Fluoroscopy of the diaphragm was extensively used in the past, but it is no longer considered a helpful test in diagnosing diaphragm paralysis. With unilateral diaphragm paralysis, a paradoxical movement of the paralyzed hemidiaphragm can be shown, but false negative results (>6%) occur with active contraction of the abdominal muscles during expiration.47 This technique can still be useful in the case of unilateral diaphragm palsy, especially if it is performed during a sniff maneuver. In fact, during the sniff maneuver, the paradoxical movement of the paralyzed hemidiaphragm, cephalad with inspiration, in contrast with the rapid caudal movement of the unaffected muscle, can be easily detected.48 Computed tomography and magnetic resonance imaging have been proposed to evaluate diaphragm function, but they are not suitable for monitoring mechanically ventilated patients.49,50
Airway Pressure and Flow
The most widely used tests of global inspiratory and expiratory muscle strength are the static maximum pressures measured at the mouth (PImax and PEmax).51–53 Both can be measured either when the patient is connected to the ventilator or during a brief disconnection using a handheld pressure monitoring device.

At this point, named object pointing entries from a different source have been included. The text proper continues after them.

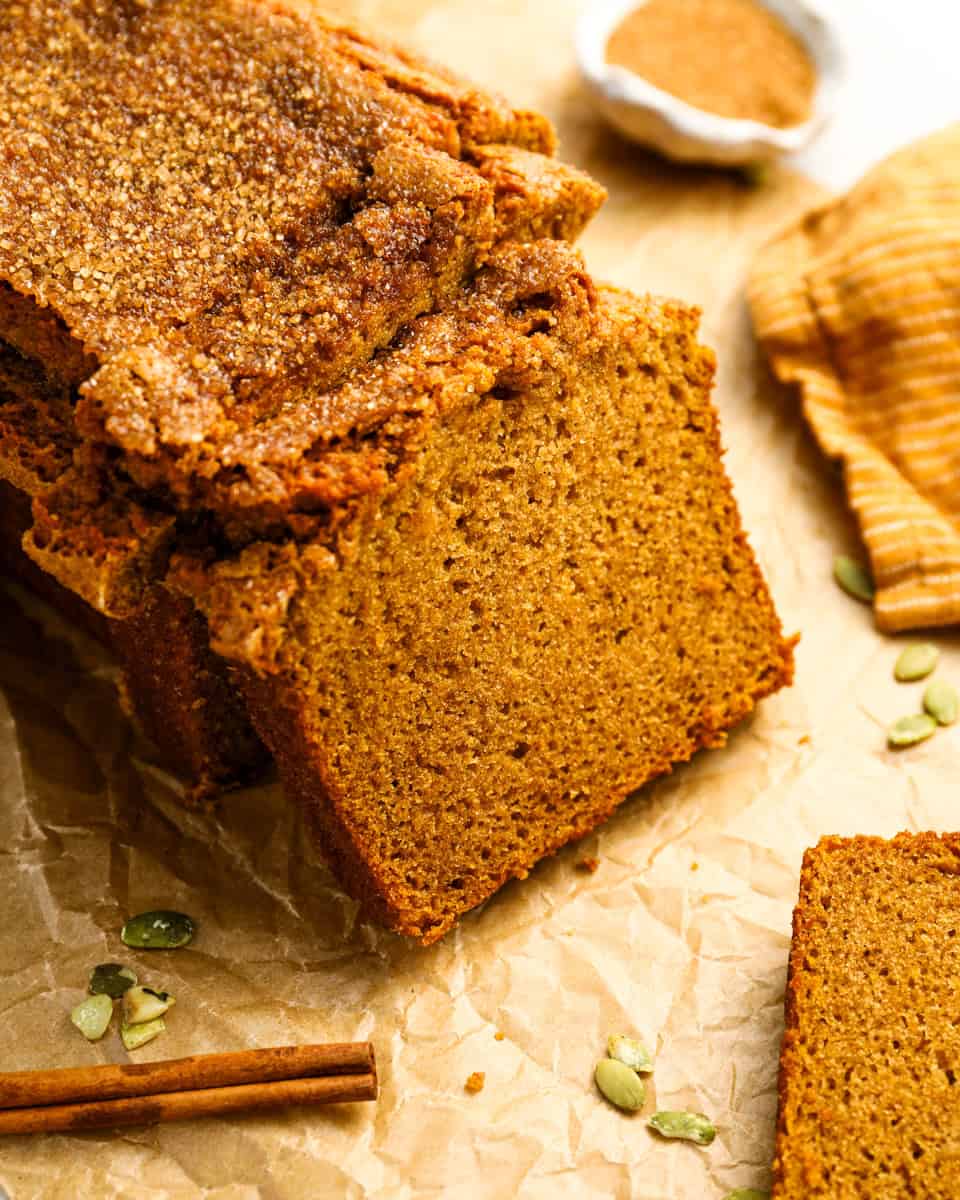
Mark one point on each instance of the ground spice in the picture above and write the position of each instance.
(733, 58)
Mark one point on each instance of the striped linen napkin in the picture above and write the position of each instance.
(859, 305)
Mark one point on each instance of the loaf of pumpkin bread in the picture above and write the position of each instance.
(455, 519)
(209, 213)
(869, 1069)
(531, 595)
(250, 175)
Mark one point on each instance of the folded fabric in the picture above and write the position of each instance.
(859, 305)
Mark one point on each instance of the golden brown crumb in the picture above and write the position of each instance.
(871, 1033)
(539, 531)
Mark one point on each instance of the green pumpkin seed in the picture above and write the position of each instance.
(93, 1015)
(621, 1085)
(133, 1036)
(143, 1005)
(916, 661)
(157, 930)
(690, 1126)
(629, 1051)
(853, 579)
(111, 979)
(941, 701)
(911, 730)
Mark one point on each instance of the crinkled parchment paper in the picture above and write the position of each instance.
(682, 933)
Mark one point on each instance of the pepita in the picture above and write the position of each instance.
(159, 930)
(629, 1051)
(619, 1085)
(143, 1005)
(93, 1015)
(133, 1036)
(853, 579)
(690, 1126)
(911, 730)
(111, 979)
(941, 701)
(916, 661)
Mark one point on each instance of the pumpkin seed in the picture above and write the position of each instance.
(853, 579)
(93, 1015)
(143, 1005)
(619, 1085)
(159, 930)
(629, 1051)
(133, 1036)
(111, 979)
(911, 730)
(691, 1126)
(916, 661)
(941, 701)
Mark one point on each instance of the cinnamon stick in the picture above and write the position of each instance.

Indeed, such voluntary maneuvers require patient cooperation and are influenced by sedation level, anxiety, and pain. These tests have the advantage of being noninvasive and easily performed at the bedside. A high PImax or PEmax can exclude clinically important inspiratory or expiratory weakness. PImax and PEmax are influenced by age, sex, posture, lung volume, and the type of mouthpiece.54 To obtain more reliable measurements of PImax in ventilated and sedated patients, a 20-s end-expiratory occlusion period can be performed,55 using a one-way valve that permits exhalation. The same breath-stacking method can be used to assess inspiratory capacity in uncooperative patients.56 PImax and PEmax can be used as a global measure for respiratory muscle function and possibly to monitor the response of respiratory muscle training. Quality control of the measurements can only be obtained from inspection of the pressure-time curves. The peak pressure should be obtained in the very beginning of the maneuver. A pressure maintained for ≥1 s is generally reported as the PImax or PEmax (plateau pressure).57 However, one study58 has challenged the use of the plateau pressure, concluding that the peak pressure may be easier to obtain and equally reliable when subjects are well instructed.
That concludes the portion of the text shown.